How do you solve the system of linear equations #2y+6=x# and #3y+10=x#?

1 Answer
Feb 20, 2016

Since x is already isolated in both equations we can easily solve for y by substitution.

Explanation:

#2y + 6 = 3y + 10#

#2y - 3y = 10 - 6#

#-y = 4#

#y = -4#

Now solve for x by substituting -4 for y in either one of the equations.

#2(-4) + 6 = x#

#-8 + 6 = x#

#-2 = x#

The solution set is #{-2, -4}#.

Here are a few of the most fundamental rules for solving systems of equations by substitution.

  1. Always solve for the easiest variable in the equation. For example, in #6x + 3y = -9#, it would be easiest to solve for y because you don't end up with fractions, which can become long and tricky to work with.

  2. Always only replace the value of x or y in the equation. Don't get rid of any coefficients x or y may have.
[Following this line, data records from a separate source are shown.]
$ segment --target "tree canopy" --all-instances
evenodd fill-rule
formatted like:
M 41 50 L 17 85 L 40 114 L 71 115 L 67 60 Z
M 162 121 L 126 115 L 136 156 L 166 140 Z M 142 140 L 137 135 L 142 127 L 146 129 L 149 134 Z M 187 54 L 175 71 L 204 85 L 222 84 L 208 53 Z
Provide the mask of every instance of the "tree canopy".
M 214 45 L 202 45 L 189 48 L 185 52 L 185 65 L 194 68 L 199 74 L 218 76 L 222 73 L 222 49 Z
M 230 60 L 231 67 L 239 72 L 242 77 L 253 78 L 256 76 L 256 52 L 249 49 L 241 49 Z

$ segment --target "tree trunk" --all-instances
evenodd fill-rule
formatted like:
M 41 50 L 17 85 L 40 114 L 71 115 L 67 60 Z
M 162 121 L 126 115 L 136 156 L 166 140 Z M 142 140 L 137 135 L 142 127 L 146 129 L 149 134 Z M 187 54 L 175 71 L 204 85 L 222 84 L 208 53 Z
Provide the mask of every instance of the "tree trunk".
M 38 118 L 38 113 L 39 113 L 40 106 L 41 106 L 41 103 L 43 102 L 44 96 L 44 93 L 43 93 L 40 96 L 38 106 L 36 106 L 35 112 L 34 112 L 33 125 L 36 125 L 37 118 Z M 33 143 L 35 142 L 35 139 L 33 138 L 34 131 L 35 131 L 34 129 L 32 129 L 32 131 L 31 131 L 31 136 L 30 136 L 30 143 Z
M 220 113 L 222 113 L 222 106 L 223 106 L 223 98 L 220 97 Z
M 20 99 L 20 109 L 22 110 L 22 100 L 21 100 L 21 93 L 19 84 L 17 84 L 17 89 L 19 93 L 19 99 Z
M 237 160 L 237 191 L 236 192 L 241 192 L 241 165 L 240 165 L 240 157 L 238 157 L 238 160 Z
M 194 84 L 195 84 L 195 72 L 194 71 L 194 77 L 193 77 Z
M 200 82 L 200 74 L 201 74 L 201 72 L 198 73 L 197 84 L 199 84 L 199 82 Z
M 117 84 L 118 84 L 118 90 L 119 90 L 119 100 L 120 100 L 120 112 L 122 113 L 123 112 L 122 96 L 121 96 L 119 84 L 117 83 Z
Example:

If you want to substitute 2x + 3 = y into #4x - 2y = -3#, you must only replace y:

#4x - 2(2x + 3) = -3

You would then distribute and then solve.

Practice exercises:

  1. Solve the following linear systems of equations by substitution.

a). #x + 3y = -3, 2x - 2y = 10#

b). #2x + 3y = 10, -3x + 4y = 36#

Good luck!